Essential medications are important for both surgical procedures and the treatment of chronic illnesses. Additionally, in most European Union member states, they are off-patent and supplied at the lowest feasible costs established by national health organisations or insurers’ associations, enabling only the most economical providers to continue.

Active pharmaceutical ingredients (APIs), the most energy-intensive components of these generic medications, have long been manufactured in India and China, where costs are substantially lower due to pricing pressures for these drugs.

Currently, the conflict in Ukraine and the ensuing energy and economic difficulties pose a threat to devalue the continent’s pharmaceutical sector for good for some important medicines, according to research by Teva one of the largest generic drug manufacturers in the world.

According to Teva’s assessment, this might mean that crucial medications, including antibiotics and generic diabetes and cancer medicines, could stop being produced in European facilities over the next five to 10 years, making the region dependent on other nations.

Teva representatives brought up recent shortfalls of tamoxifen, an essential component of breast cancer treatment, in Germany.

Only a few vendors in Asia were left after the sole European manufacturer of tamoxifen API stopped production because it was no longer profitable, according to European finished medicine companies. Another example is the drug paracetamol. The final paracetamol manufacturing facility in Europe shut down in 2008, leaving Asia as the main region of production.

Because the region neither had the leverage nor the logistical capacity to ramp up production in the short term, the report noted, there was substantial supply tension for paracetamol in Europe at the peak of the pandemic.

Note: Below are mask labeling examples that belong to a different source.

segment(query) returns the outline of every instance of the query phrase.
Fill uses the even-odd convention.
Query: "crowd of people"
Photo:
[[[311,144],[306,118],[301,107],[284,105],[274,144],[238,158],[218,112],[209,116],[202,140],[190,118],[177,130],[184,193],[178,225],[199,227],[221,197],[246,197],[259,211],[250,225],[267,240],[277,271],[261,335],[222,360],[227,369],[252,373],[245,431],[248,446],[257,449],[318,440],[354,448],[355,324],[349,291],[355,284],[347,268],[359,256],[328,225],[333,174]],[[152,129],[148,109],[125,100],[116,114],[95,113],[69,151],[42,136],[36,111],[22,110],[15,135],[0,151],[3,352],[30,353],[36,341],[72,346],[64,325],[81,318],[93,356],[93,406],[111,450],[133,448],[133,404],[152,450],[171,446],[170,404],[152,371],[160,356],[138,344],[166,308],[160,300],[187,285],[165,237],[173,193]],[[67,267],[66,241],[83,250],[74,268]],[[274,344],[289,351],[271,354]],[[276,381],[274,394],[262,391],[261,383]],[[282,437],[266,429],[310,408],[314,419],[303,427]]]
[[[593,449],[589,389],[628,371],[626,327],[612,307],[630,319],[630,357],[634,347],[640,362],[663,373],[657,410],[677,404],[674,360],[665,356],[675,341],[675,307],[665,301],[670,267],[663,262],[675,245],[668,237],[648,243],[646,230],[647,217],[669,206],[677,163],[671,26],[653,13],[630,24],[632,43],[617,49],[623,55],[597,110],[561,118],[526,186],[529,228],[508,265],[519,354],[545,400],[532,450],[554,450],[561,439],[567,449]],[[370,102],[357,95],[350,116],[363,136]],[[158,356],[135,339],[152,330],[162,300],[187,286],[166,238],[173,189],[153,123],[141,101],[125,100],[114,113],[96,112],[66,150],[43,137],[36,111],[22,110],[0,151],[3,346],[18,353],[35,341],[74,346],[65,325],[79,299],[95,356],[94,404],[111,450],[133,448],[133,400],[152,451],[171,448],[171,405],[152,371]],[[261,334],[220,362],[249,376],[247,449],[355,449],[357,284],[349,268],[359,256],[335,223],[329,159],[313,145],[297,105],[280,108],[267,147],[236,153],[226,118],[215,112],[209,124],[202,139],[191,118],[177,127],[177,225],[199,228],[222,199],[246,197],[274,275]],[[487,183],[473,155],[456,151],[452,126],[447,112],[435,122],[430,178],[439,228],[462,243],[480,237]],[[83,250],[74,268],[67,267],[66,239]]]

Europe was momentarily without the essential API after India, the world’s largest producer of paracetamol, temporarily prohibited shipments of the chemical to suit domestic demand. Erick Tyssier, head of government affairs for Teva in Europe, on the present economic situation stated that what they are witnessing is undoubtedly an amplification of that trend.

According to Philippe Drechsle, vice president of EU portfolio management at Teva Europe, 40% of Teva’s APIs for its European medication portfolio are now derived from its own European sites, with the balance being outsourced. There is a limit to how much more Teva can endure from rising medicine manufacturing costs in Europe, he added.

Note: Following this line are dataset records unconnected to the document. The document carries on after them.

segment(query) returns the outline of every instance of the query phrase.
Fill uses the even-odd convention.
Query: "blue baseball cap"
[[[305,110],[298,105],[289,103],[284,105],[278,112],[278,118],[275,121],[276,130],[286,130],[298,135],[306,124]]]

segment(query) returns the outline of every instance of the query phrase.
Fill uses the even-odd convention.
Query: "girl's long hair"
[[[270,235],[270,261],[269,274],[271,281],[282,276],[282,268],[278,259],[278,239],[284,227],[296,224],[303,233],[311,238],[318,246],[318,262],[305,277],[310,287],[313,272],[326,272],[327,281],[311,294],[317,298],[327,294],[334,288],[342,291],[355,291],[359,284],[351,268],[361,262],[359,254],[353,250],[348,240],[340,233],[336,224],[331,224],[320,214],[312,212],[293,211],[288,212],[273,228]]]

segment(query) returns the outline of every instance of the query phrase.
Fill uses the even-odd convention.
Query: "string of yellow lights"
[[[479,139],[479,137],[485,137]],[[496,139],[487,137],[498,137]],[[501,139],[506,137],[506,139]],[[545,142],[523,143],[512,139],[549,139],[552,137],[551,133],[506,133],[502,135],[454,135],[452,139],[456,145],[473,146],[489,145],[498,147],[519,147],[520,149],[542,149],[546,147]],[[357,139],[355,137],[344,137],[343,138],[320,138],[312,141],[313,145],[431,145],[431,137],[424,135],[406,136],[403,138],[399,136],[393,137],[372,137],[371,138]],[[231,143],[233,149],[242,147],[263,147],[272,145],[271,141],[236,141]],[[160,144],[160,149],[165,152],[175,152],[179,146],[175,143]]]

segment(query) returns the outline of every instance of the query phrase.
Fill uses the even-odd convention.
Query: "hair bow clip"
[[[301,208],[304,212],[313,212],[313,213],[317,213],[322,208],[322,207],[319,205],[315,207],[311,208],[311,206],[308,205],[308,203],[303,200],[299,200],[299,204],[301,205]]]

Since the development of APIs typically takes six to twelve months longer than the production of finished pharmaceutical products, Drechsle said that many API companies already have energy contracts in place that have at least partly protected them from rising energy costs.

He claimed that the true impact wouldn’t be felt until those two factors are gone.

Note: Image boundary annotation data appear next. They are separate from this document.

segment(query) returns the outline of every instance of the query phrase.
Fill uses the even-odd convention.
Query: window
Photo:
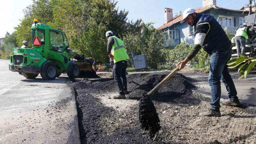
[[[188,25],[188,28],[189,30],[189,35],[194,34],[194,27],[190,26],[190,25]]]
[[[175,31],[171,30],[169,31],[169,37],[171,39],[175,39],[176,38]]]
[[[226,16],[219,16],[219,23],[222,26],[233,27],[233,17]]]
[[[34,40],[36,36],[36,30],[32,30],[32,41]],[[37,36],[41,42],[41,44],[44,44],[44,30],[43,29],[37,30]]]
[[[63,52],[67,44],[67,40],[64,33],[50,30],[51,49],[52,50]]]
[[[239,24],[243,24],[245,23],[245,20],[244,18],[240,18],[239,19]],[[239,26],[239,27],[242,27],[242,25]]]

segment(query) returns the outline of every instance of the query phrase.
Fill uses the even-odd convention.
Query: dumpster
[[[135,55],[135,54],[132,52],[132,59],[134,60],[134,64],[136,71],[139,71],[140,69],[148,70],[148,62],[147,57],[145,54]]]

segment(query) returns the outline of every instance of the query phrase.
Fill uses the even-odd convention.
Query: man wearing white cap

Rex Clements, CEO of Centrient Pharmaceuticals, a producer of APIs based in the Netherlands, said, it’s still early and there’s a lot of disruption still coming.  The cost of electricity at Centrient’s Dutch factory has increased by about eight times. As a result, he said, the factory is operating at a level that is roughly 70% to 75% lower than it was the previous year.

He said it’s not that there isn’t a need, but rather that it can’t be met profitably. He went on to say that other European API producers are also having to reduce or stop output. He continued that they are frightened as a person living in Europe relying on the region’s health system.

The recent attempt to boost medication production in Europe in order to increase the continent’s self-sufficiency runs the risk of being undermined by energy costs. Since those calls at the peak of the pandemic, according to Teva’s Tyssier, there have not yet been any significant improvements in the European medicine supply chains. Unfortunately, it seems like the recollection is a little short, he remarked. And for that reason, they published the report.